Kloster me miró con recelo, como si hubiera llegado demasiado lejos y de pronto dudara de que pudiera confiarme aquello. O quizá, porque era la primera vez que se decidía a contarlo.
– Traté de decírselo, la primera vez que hablamos, cuando reconocí que yo tampoco creía que las muertes fueran del todo casuales. Pero no hubiera podido en ese momento ponerlo en palabras. Era la única explicación posible, y a la vez, la única que nadie hubiera creído. Ni siquiera yo la creía del todo… antes de que pasara esto. Posiblemente usted no la crea ahora tampoco. Pero recordará que le mencioné el prefacio a los Cuadernos de notas de Henry James.

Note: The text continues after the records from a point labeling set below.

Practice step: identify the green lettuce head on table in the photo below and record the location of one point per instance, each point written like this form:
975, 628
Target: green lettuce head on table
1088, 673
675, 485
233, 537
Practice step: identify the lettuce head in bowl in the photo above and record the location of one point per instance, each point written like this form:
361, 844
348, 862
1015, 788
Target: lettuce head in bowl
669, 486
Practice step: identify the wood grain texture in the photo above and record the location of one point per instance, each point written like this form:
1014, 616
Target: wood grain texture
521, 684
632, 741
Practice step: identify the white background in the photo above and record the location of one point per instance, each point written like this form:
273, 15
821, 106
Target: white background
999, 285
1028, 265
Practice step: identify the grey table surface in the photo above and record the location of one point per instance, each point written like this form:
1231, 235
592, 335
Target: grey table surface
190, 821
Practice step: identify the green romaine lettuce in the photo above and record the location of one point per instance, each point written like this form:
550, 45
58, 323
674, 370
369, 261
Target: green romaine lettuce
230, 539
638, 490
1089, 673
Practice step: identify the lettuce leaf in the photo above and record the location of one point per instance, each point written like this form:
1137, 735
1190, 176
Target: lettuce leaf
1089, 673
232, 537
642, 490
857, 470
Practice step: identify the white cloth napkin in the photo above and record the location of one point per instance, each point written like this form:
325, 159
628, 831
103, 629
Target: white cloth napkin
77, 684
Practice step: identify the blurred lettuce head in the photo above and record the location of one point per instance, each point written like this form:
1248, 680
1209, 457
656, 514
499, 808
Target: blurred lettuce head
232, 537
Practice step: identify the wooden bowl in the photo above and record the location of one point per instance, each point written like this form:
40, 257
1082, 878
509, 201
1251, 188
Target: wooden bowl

– Sí, me acuerdo perfectamente: me dijo que había tomado de allí la idea de dictar sus novelas.
– Hay algo más en ese libro. Algo que se revela en unas anotaciones íntimas entre apunte y apunte, y que yo nunca hubiera imaginado del irónico y cosmopolita Henry James. Tenía, o creía tener, un espíritu protector, un «buen ángel». A veces lo llama su «demonio de paciencia», otras veces su daimon. O también el «bendito Genio», o « mon bon » . Lo invoca, lo espera, lo percibe a veces sentado cerca de sí. Dice incluso que puede sentir su aliento cerca de su mejilla. A él se encomienda, a él le reclama cuando no llega la inspiración, a él aguarda cada vez que se instala en un nuevo cuarto a escribir. Un espíritu tutelar que lo acompañó toda su vida… hasta que empezó a dictar. Eso es quizá lo más notable en los cuadernos: la desaparición de toda referencia a su ángel a partir de la fecha en que otra persona entró a su cuarto de trabajo. A partir de que las palabras dictadas en voz alta reemplazaron al ruego en silencio. Como si esa colaboración secreta se hubiera interrumpido para siempre. Recuerdo que cuando leía estas invocaciones al buen ángel no podía evitar sonreírme: apenas podía imaginar al venerable y distinguido James rogando como si fuera un niño a un amigo invisible. Me parecía pueril, a la vez ridículo y conmovedor, como si estuviera espiando por una ventana algo que no debía saber. Sí, me reía de todo esto y lo olvidé casi de inmediato. Hasta que empecé yo mismo a dictar. Y al revés de James, tuve con el dictado, a través del dictado, mi propia visitación. Sólo que no era un buen ángel.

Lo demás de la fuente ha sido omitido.